If you head west out of Keswick towards Cockermouth, you'll drive alongside Bassenthwaite Lake - the only true 'lake' in the Lake District as all the others in the Lake District are meres or waters.
You can follow a lakeside path all the way along the western shore but there is no access to the eastern shore except at Mirehouse. This fine country house and its grounds are open to the public, you can get down to the lakeshore and the tiny, peaceful St Bega's Church. There are strong links between Mirehouse and the poet Tennyson and it is thought much of the 'Morte d'Arthur' was written here.
Bassenthwaite Lake is a very important place for wildlife. Hundreds of birds including the osprey migrate to the lake and fish such as atlantic salmon come to Bassenthwaite Lake to spawn.
A major regeneration project has been undertaken to bring the water in the lake up to the high quality which best supports its wildlife, including the unique vendace fish and the feeding grounds of the ospreys, now a regular summer visitor. Much of the problem comes from surface run off washing sediment into the lake and the seepage of agricultural fertilisers which encourage the spread of algae.

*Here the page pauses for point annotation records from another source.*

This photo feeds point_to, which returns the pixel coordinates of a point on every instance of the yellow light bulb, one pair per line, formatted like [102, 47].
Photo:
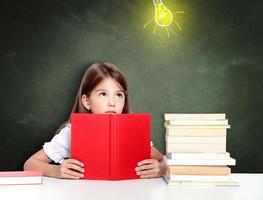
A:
[163, 16]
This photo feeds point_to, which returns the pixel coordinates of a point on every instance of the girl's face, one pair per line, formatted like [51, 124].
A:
[107, 97]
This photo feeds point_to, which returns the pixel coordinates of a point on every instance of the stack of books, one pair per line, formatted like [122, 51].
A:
[196, 150]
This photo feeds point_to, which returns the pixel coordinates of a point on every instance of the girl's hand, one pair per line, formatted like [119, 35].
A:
[70, 169]
[150, 168]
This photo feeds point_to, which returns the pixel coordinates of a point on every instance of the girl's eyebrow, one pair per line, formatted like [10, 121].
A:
[98, 90]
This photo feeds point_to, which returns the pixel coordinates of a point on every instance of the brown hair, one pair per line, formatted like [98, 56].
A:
[94, 74]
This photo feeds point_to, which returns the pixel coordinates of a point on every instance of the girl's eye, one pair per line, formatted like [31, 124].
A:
[120, 95]
[102, 94]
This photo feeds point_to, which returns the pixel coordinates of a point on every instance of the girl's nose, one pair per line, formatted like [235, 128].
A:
[111, 102]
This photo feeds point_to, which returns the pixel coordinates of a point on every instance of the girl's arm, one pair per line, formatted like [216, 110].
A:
[70, 168]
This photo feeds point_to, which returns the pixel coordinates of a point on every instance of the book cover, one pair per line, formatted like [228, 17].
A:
[196, 148]
[201, 116]
[21, 177]
[171, 131]
[110, 145]
[201, 178]
[202, 156]
[198, 122]
[196, 140]
[230, 182]
[230, 161]
[197, 126]
[198, 170]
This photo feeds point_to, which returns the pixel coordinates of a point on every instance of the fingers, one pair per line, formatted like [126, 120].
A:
[75, 165]
[71, 169]
[148, 169]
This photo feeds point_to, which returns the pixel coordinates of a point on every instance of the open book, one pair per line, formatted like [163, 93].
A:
[110, 145]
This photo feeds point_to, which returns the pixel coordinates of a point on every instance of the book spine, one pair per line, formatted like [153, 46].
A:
[112, 146]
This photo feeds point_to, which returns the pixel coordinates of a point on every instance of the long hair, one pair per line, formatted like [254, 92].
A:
[94, 74]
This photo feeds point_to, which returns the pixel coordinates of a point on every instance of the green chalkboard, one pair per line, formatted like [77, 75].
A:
[214, 65]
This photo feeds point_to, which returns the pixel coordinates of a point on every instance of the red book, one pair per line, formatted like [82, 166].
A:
[110, 145]
[20, 177]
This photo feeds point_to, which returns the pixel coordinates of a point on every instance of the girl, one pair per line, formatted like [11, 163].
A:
[103, 89]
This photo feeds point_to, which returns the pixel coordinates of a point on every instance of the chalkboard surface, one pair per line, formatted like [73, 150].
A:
[214, 65]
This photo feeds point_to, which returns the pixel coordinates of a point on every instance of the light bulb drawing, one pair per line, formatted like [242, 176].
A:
[163, 17]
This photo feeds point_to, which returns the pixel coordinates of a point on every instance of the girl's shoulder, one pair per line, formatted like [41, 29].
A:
[65, 130]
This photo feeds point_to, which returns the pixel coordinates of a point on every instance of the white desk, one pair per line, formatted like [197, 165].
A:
[251, 188]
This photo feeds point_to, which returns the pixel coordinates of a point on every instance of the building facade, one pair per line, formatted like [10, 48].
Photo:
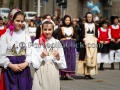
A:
[74, 8]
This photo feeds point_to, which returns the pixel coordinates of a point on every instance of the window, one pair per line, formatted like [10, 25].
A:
[5, 11]
[31, 14]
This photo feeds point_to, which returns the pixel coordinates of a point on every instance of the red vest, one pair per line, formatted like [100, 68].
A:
[2, 31]
[103, 35]
[115, 33]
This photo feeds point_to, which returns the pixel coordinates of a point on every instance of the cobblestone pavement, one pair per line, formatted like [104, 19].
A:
[105, 80]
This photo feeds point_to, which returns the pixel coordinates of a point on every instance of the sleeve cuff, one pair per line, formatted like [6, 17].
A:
[57, 61]
[6, 65]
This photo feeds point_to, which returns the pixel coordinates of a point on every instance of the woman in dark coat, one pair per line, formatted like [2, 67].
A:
[66, 34]
[87, 28]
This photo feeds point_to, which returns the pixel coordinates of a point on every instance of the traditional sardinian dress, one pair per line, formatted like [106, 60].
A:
[32, 32]
[88, 50]
[2, 81]
[67, 37]
[114, 47]
[15, 50]
[46, 75]
[103, 49]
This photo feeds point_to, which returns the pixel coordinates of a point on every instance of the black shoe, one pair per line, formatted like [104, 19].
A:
[62, 78]
[90, 77]
[101, 66]
[112, 66]
[86, 77]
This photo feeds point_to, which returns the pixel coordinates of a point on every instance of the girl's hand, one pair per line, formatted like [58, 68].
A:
[118, 41]
[84, 39]
[56, 54]
[14, 67]
[44, 53]
[106, 42]
[101, 42]
[113, 40]
[22, 66]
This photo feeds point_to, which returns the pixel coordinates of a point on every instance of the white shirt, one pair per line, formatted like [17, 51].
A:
[32, 31]
[8, 41]
[89, 26]
[36, 52]
[68, 31]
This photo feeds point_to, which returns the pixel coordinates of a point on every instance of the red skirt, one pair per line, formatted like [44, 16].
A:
[2, 82]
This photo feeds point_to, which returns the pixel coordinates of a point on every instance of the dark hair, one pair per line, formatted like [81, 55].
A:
[104, 22]
[63, 21]
[1, 18]
[16, 14]
[38, 31]
[113, 18]
[47, 22]
[48, 15]
[86, 17]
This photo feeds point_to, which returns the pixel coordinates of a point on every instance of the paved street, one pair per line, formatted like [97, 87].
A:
[105, 80]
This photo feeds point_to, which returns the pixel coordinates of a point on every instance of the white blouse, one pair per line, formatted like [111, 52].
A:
[7, 42]
[32, 31]
[37, 50]
[89, 26]
[68, 31]
[104, 30]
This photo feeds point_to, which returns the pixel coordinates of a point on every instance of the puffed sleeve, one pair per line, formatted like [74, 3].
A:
[4, 61]
[61, 63]
[36, 52]
[28, 49]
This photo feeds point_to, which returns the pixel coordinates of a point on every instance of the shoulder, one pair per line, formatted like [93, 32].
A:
[36, 41]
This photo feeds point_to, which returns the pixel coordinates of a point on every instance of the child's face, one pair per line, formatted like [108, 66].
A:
[89, 17]
[1, 22]
[18, 22]
[48, 30]
[105, 25]
[115, 21]
[67, 21]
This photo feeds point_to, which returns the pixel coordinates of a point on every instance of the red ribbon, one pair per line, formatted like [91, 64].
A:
[42, 39]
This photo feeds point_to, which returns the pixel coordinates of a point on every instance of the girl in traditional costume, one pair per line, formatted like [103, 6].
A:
[2, 81]
[16, 54]
[115, 42]
[66, 34]
[47, 59]
[103, 48]
[88, 47]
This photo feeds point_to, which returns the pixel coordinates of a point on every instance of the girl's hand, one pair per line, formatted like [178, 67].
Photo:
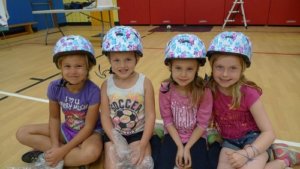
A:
[138, 154]
[54, 155]
[238, 158]
[187, 158]
[179, 157]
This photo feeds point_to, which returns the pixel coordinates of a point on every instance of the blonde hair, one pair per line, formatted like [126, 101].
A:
[235, 88]
[195, 89]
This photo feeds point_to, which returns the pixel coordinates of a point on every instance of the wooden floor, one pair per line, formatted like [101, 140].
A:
[26, 69]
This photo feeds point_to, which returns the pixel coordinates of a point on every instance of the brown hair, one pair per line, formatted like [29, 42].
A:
[235, 88]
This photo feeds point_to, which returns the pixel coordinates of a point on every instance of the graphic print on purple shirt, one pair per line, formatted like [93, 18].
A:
[126, 114]
[183, 117]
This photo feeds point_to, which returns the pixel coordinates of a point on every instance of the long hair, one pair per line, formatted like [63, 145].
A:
[195, 89]
[235, 89]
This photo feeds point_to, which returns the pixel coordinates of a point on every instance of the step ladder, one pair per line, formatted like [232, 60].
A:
[237, 7]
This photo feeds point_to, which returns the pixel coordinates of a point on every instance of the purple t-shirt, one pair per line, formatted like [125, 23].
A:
[235, 123]
[74, 105]
[176, 109]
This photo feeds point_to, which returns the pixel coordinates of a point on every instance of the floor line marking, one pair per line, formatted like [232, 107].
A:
[24, 97]
[294, 144]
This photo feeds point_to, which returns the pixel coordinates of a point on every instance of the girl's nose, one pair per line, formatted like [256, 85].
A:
[225, 72]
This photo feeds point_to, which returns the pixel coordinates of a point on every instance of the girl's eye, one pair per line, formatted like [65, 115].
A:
[178, 68]
[219, 67]
[66, 66]
[79, 66]
[190, 69]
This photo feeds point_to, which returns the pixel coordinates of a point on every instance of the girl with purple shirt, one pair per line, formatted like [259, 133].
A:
[238, 109]
[77, 140]
[185, 105]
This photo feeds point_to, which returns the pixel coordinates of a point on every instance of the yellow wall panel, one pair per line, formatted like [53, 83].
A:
[76, 17]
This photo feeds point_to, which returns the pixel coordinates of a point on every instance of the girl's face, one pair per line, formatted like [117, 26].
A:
[184, 71]
[74, 69]
[227, 70]
[123, 63]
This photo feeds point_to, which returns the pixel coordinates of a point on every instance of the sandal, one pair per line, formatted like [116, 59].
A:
[31, 156]
[282, 152]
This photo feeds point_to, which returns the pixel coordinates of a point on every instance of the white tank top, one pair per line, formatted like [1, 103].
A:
[127, 106]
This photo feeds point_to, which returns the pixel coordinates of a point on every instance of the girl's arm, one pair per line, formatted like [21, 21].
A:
[149, 112]
[105, 112]
[149, 120]
[166, 115]
[90, 122]
[203, 117]
[267, 135]
[54, 123]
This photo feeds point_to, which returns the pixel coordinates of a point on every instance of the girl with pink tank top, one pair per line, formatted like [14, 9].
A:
[238, 109]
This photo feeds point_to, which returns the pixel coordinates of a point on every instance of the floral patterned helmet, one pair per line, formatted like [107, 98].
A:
[233, 43]
[73, 44]
[185, 46]
[122, 39]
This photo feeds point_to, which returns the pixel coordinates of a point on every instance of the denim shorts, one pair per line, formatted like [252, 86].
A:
[130, 138]
[249, 138]
[237, 144]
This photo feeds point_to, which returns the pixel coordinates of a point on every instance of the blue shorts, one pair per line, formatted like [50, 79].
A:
[130, 138]
[68, 133]
[238, 144]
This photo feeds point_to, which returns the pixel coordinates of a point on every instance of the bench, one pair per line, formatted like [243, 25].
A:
[27, 27]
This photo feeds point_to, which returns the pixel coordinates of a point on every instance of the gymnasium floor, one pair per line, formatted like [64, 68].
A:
[26, 69]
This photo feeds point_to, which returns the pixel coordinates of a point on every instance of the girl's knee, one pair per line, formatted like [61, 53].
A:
[21, 133]
[92, 153]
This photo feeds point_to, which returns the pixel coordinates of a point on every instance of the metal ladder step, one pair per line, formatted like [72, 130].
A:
[233, 11]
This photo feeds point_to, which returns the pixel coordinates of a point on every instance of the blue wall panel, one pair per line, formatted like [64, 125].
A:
[20, 11]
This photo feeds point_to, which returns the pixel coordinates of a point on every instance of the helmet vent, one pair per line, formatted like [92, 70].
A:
[119, 34]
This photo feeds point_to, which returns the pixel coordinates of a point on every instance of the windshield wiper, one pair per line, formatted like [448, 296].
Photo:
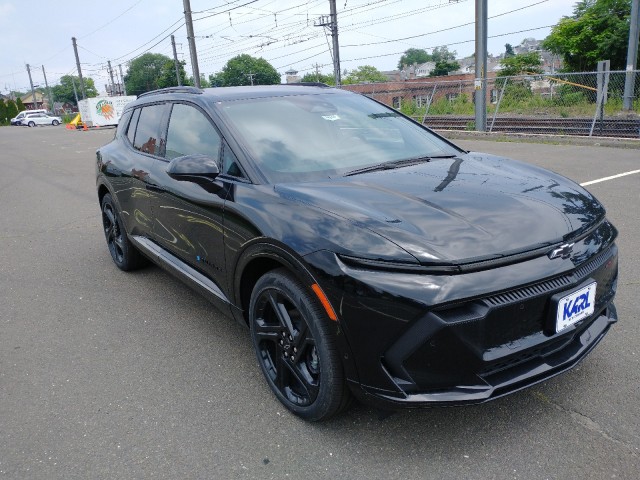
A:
[389, 165]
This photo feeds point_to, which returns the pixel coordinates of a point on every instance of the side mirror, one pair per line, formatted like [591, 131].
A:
[200, 169]
[189, 166]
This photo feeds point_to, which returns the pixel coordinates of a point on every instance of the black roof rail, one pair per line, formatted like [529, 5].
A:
[309, 84]
[193, 90]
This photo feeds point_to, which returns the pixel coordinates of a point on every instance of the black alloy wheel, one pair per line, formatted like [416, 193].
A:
[123, 253]
[291, 336]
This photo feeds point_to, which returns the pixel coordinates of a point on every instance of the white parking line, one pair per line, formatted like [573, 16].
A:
[609, 178]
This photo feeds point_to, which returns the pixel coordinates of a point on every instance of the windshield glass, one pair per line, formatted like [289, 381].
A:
[310, 137]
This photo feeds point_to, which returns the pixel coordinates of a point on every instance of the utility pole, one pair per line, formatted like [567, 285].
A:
[124, 87]
[481, 66]
[46, 84]
[75, 92]
[175, 60]
[332, 22]
[334, 36]
[192, 43]
[632, 55]
[33, 92]
[75, 49]
[113, 84]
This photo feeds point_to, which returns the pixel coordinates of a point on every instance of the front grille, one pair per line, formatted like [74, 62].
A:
[552, 285]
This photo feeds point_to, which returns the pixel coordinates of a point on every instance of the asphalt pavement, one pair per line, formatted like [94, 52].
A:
[113, 375]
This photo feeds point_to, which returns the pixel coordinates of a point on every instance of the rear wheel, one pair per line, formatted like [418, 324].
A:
[295, 348]
[123, 253]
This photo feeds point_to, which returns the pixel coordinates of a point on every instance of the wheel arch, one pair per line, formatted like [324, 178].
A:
[258, 258]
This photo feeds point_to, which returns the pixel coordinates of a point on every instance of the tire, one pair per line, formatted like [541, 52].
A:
[123, 253]
[295, 349]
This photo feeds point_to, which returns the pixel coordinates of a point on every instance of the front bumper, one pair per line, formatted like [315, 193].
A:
[418, 340]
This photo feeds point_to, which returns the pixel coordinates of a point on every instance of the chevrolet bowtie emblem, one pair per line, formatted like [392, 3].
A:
[563, 251]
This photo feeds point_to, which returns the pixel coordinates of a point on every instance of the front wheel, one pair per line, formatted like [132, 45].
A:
[295, 348]
[123, 253]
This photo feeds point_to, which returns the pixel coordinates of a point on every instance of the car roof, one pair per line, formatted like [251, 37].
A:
[221, 94]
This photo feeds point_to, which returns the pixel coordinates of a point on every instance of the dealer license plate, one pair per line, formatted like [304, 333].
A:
[576, 306]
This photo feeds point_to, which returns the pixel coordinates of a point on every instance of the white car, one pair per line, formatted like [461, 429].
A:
[33, 119]
[17, 120]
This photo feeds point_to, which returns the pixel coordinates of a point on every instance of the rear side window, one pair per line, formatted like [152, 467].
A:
[131, 131]
[148, 137]
[190, 132]
[124, 122]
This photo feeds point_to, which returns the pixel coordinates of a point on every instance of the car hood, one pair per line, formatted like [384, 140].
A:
[469, 208]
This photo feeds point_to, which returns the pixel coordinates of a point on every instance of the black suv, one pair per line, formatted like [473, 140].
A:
[367, 255]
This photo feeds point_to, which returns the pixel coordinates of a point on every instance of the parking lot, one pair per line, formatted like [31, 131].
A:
[105, 374]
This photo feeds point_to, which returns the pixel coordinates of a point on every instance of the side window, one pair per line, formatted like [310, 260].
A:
[190, 132]
[131, 132]
[124, 122]
[148, 137]
[230, 162]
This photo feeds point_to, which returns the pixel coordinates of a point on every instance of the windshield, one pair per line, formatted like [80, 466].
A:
[310, 137]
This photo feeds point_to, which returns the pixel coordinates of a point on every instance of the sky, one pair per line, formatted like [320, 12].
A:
[371, 32]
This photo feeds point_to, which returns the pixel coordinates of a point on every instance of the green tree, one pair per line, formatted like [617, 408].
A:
[319, 77]
[597, 30]
[413, 55]
[364, 74]
[240, 70]
[521, 64]
[442, 54]
[443, 67]
[150, 72]
[63, 92]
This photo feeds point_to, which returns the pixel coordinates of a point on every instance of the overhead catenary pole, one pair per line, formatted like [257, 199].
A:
[192, 43]
[175, 60]
[46, 84]
[33, 92]
[75, 49]
[124, 87]
[632, 55]
[481, 66]
[113, 84]
[334, 37]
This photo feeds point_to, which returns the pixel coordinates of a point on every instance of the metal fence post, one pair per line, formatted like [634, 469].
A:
[602, 90]
[495, 113]
[426, 112]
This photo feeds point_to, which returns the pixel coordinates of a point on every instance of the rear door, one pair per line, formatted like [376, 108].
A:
[188, 218]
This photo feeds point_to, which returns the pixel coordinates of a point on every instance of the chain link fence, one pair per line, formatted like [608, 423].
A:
[588, 104]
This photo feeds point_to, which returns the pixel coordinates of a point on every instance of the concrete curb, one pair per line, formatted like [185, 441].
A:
[550, 139]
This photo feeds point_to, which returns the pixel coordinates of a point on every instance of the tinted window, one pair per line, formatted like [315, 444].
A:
[148, 138]
[124, 122]
[190, 132]
[131, 132]
[230, 162]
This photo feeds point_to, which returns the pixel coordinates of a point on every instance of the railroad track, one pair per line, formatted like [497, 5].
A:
[609, 127]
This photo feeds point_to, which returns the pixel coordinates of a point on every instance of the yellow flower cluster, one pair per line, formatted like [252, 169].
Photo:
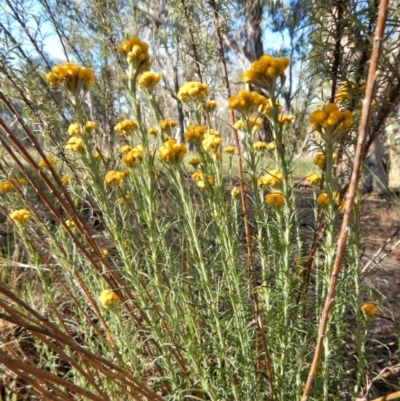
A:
[20, 216]
[199, 178]
[319, 160]
[115, 177]
[254, 123]
[75, 144]
[211, 105]
[136, 54]
[70, 223]
[65, 178]
[167, 124]
[285, 119]
[73, 130]
[369, 309]
[230, 150]
[275, 199]
[194, 161]
[314, 178]
[272, 178]
[235, 192]
[330, 118]
[148, 80]
[133, 156]
[246, 103]
[98, 155]
[194, 133]
[192, 92]
[323, 200]
[212, 141]
[50, 162]
[172, 151]
[342, 94]
[108, 299]
[126, 127]
[72, 77]
[12, 184]
[259, 146]
[125, 148]
[266, 70]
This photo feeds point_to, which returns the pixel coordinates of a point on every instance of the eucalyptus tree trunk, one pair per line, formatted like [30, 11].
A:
[253, 48]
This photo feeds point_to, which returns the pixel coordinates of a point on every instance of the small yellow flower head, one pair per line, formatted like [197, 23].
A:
[125, 149]
[152, 131]
[148, 81]
[211, 105]
[192, 92]
[20, 216]
[65, 178]
[275, 199]
[6, 186]
[285, 119]
[322, 199]
[235, 192]
[108, 299]
[114, 177]
[272, 178]
[314, 178]
[71, 77]
[212, 141]
[136, 54]
[199, 178]
[253, 124]
[246, 103]
[265, 71]
[330, 118]
[73, 130]
[194, 133]
[167, 124]
[172, 152]
[369, 309]
[134, 156]
[124, 197]
[69, 223]
[75, 144]
[12, 184]
[319, 160]
[50, 162]
[194, 161]
[230, 150]
[259, 146]
[126, 127]
[90, 126]
[239, 125]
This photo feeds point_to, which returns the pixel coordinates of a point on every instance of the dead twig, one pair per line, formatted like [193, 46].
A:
[354, 180]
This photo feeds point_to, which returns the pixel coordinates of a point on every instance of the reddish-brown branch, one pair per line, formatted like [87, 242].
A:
[256, 306]
[354, 180]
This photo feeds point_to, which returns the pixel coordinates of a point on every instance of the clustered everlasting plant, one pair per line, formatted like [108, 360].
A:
[184, 292]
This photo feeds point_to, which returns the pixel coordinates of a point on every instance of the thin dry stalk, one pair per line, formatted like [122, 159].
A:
[354, 180]
[256, 306]
[392, 396]
[373, 259]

The Lake District's first ever wetland nature reserve is situated at the northern end of Bassenthwaite Lake. Visitors to the Dubwath Wetland Nature Reserve can expect to spot grasshopper warbler, curlew, greylag, geese, reed bunting and meadow pipit. The 10 hectare site incorporates a 650m gravel path linking to 900m of recycled plastic boardwalk. The routes are designed to provide access to viewing points and bird hides. The round celtic style wildlife hides will be made from local materials gathered in coppice woodlands and reed beds.
Whinlatter Forest above Bassenthwaite Lake is famous as the nesting place of the magnificent ospreys which feed on fish from the lake. A television link can be seen at the Whinlatter Forest Visitor Centre and there is an observation point across the lake in Dodd Wood.